The main contribution is the AGSMultiRumex dataset from 15 UAV flights over Swiss meadows, released publicly, along with the direct comparison showing DINO-pretrained ViTs handling the shift from ground-vehicle source images better than ResNets even after moment-matching or maximum classifier discrepancy adaptation. They fine-tune the ViTs only on the source and still get solid target performance around F1=0.8, which is a practical result for weed mapping work. Releasing the dataset is the clearest value here, since it gives others a real aerial target set to test against instead of relying on synthetic shifts or the same old benchmarks. The experiments stay focused on an actual agriculture problem and the numbers are presented head-to-head without overclaiming novelty in the methods themselves. The soft spot is the missing controls on why the ViTs win. The paper credits the self-supervised pretraining for rich representations, but ViT models are typically larger than the ResNet baselines and have different inductive biases that could suit overhead views or varying scales independently of pretraining. There are no ablations on supervised-pretrained ViTs of matched size, randomly initialized ViTs, or parameter-matched CNNs, so capacity or architecture could explain the gap as easily as the DINO objective. The target dataset description stays high-level, leaving open whether resolution, viewpoint distribution, or weed density patterns happen to favor attention mechanisms. This is for people doing drone-based weed detection or domain adaptation in agriculture who need a new real-world target set. A reader working on practical UAV applications would get usable numbers and data to build from. I would send it for peer review because the dataset release and the empirical comparison are concrete enough to be worth referee time, even if the explanation for the ViT advantage needs tightening with ablations.

Referee Report

2 major / 0 minor

Summary. The manuscript investigates domain adaptation for Rumex obtusifolius classification in UAV imagery. Models are trained on a published ground-vehicle source dataset and evaluated on a new target dataset collected via 15 UAV flights over Swiss meadows. ResNet CNNs generalize poorly to the target domain even after fine-tuning; established DA methods (moment-matching, maximum classifier discrepancy) improve performance. Self-supervised pretrained Vision Transformers (DINOv2, DINOv3) achieve higher target-domain results (F1 around 0.8) without explicit adaptation, which the authors attribute to rich representations from large-scale pretraining. The AGSMultiRumex target dataset is released publicly to support further research.
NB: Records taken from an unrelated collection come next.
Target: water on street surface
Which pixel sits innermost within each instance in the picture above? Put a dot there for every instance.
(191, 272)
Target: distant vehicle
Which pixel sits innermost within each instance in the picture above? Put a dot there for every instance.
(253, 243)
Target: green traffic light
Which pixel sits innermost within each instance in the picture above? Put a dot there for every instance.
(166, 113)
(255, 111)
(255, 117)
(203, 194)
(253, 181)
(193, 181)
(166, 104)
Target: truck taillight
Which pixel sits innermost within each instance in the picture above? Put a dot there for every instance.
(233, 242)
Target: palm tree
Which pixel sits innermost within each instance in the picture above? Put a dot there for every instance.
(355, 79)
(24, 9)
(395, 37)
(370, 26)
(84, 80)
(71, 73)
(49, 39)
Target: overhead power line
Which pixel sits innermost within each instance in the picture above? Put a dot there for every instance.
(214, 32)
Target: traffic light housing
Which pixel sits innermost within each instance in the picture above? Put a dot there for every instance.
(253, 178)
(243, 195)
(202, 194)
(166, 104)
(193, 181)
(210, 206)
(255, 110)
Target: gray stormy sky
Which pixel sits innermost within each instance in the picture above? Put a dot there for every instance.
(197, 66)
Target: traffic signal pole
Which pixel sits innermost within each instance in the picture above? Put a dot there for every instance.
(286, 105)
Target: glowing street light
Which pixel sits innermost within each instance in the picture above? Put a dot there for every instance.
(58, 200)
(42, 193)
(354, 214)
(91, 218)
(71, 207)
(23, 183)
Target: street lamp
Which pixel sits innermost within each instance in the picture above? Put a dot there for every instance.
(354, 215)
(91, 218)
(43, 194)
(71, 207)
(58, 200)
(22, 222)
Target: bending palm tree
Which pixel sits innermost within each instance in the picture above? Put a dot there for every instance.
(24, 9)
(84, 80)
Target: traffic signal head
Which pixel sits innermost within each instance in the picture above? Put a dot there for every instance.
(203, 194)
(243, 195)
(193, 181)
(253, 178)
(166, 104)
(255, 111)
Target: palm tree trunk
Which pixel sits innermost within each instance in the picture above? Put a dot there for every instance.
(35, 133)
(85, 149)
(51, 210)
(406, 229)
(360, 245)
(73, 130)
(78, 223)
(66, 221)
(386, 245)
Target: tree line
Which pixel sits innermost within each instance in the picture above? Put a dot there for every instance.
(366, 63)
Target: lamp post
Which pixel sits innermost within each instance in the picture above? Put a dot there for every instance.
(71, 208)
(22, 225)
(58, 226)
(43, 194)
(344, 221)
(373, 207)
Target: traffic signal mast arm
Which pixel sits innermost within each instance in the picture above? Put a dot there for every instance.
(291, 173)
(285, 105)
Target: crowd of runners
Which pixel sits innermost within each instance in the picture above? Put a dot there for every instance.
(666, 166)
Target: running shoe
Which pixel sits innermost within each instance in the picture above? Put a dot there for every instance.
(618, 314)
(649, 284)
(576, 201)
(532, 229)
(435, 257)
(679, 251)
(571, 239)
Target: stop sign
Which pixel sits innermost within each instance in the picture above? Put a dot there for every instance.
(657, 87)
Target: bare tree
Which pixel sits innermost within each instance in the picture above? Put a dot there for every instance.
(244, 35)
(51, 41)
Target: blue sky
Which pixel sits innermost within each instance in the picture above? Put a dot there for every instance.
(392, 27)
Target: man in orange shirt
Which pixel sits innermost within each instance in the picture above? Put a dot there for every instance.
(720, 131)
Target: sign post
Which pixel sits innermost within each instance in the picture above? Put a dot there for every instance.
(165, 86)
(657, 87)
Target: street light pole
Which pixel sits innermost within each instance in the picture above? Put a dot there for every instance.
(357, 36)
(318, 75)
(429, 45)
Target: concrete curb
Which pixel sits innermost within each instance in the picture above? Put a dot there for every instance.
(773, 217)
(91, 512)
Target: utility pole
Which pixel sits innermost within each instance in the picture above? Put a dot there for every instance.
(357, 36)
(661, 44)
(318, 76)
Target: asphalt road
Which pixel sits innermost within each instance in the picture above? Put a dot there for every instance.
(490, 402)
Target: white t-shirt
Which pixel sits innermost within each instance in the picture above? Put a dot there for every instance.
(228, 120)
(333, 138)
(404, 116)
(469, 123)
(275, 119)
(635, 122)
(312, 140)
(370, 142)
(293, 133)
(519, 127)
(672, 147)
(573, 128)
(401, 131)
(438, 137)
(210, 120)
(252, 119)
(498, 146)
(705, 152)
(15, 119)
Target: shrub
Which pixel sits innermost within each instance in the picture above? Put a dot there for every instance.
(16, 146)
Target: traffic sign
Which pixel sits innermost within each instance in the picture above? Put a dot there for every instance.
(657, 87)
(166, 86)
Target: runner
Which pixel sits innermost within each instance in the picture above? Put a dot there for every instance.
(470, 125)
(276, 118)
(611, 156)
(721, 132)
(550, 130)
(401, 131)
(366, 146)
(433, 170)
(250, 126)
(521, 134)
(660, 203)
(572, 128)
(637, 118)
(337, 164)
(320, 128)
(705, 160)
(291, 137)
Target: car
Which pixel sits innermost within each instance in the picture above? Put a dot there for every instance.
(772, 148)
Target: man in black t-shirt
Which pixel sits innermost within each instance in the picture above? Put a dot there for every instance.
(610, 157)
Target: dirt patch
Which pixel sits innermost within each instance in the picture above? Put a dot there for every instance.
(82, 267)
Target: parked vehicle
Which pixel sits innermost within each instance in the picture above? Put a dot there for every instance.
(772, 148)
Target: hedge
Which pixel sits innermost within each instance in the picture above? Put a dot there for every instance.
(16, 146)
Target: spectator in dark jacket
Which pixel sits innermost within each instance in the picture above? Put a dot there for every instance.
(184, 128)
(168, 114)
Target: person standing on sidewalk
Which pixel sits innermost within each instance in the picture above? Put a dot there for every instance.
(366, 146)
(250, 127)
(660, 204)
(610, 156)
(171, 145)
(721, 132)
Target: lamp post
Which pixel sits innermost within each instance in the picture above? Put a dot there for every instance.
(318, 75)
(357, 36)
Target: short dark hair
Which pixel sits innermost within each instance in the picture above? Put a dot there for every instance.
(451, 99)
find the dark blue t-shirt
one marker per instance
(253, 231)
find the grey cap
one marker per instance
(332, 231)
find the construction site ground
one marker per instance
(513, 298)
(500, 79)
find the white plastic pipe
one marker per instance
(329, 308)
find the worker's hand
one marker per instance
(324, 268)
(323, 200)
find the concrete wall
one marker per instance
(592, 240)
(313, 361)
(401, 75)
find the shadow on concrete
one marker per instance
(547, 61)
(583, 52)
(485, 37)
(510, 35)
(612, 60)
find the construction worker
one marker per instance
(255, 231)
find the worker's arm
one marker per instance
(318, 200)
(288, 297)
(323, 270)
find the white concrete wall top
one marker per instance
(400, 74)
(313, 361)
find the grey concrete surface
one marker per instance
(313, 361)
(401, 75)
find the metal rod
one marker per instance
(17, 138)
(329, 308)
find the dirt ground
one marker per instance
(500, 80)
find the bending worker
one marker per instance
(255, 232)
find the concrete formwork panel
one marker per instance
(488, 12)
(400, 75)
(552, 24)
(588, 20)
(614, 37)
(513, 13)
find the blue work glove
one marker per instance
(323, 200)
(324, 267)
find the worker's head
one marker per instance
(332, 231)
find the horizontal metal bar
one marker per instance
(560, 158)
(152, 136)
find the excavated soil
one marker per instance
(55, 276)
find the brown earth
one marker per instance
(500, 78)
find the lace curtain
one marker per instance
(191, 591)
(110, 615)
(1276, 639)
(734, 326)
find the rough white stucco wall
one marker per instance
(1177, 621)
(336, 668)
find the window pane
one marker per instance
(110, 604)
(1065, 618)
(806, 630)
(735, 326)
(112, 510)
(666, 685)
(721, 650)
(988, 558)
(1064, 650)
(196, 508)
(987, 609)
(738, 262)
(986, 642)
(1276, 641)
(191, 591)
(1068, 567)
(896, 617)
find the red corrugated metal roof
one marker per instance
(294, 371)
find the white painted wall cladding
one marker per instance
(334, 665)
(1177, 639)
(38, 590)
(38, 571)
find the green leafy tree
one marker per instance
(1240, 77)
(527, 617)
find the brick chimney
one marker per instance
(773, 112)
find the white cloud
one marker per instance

Significance. If the performance attribution holds after controls, the work indicates that large-scale self-supervised pretraining on Vision Transformers can yield representations robust to source-to-UAV domain shifts in agricultural settings, potentially simplifying deployment compared with explicit DA pipelines. The public release of the AGSMultiRumex dataset is a clear strength, enabling reproducibility and community follow-up on weed detection in grassland systems.

major comments (2)

[Abstract and results description] Abstract and results description: The central claim that DINOv2/DINOv3-pretrained ViTs handle domain shifts intrinsically well because of self-supervised pretraining is load-bearing but unsecured. No ablation studies compare against supervised-pretrained ViTs of matched size, randomly initialized ViTs, or parameter-matched CNN baselines, so it remains unclear whether the reported F1≈0.8 gains arise from the pretraining objective, architectural differences, or model capacity.
[Target dataset section] Target dataset section: The AGSMultiRumex dataset is described only at high level (15 flights over Swiss meadows) without statistics on image resolution, altitude/viewpoint distributions, weed density, or lighting conditions. These details are necessary to evaluate whether dataset characteristics independently favor transformer attention patterns and to assess broader representativeness of the UAV conditions.

Simulated Author's Rebuttal

2 responses · 0 unresolved

We thank the referee for the constructive and detailed feedback. The comments highlight important aspects that will improve the clarity and rigor of our work on domain adaptation for Rumex detection. We address each major comment below and outline the corresponding revisions.

read point-by-point responses

Referee: [Abstract and results description] The central claim that DINOv2/DINOv3-pretrained ViTs handle domain shifts intrinsically well because of self-supervised pretraining is load-bearing but unsecured. No ablation studies compare against supervised-pretrained ViTs of matched size, randomly initialized ViTs, or parameter-matched CNN baselines, so it remains unclear whether the reported F1≈0.8 gains arise from the pretraining objective, architectural differences, or model capacity.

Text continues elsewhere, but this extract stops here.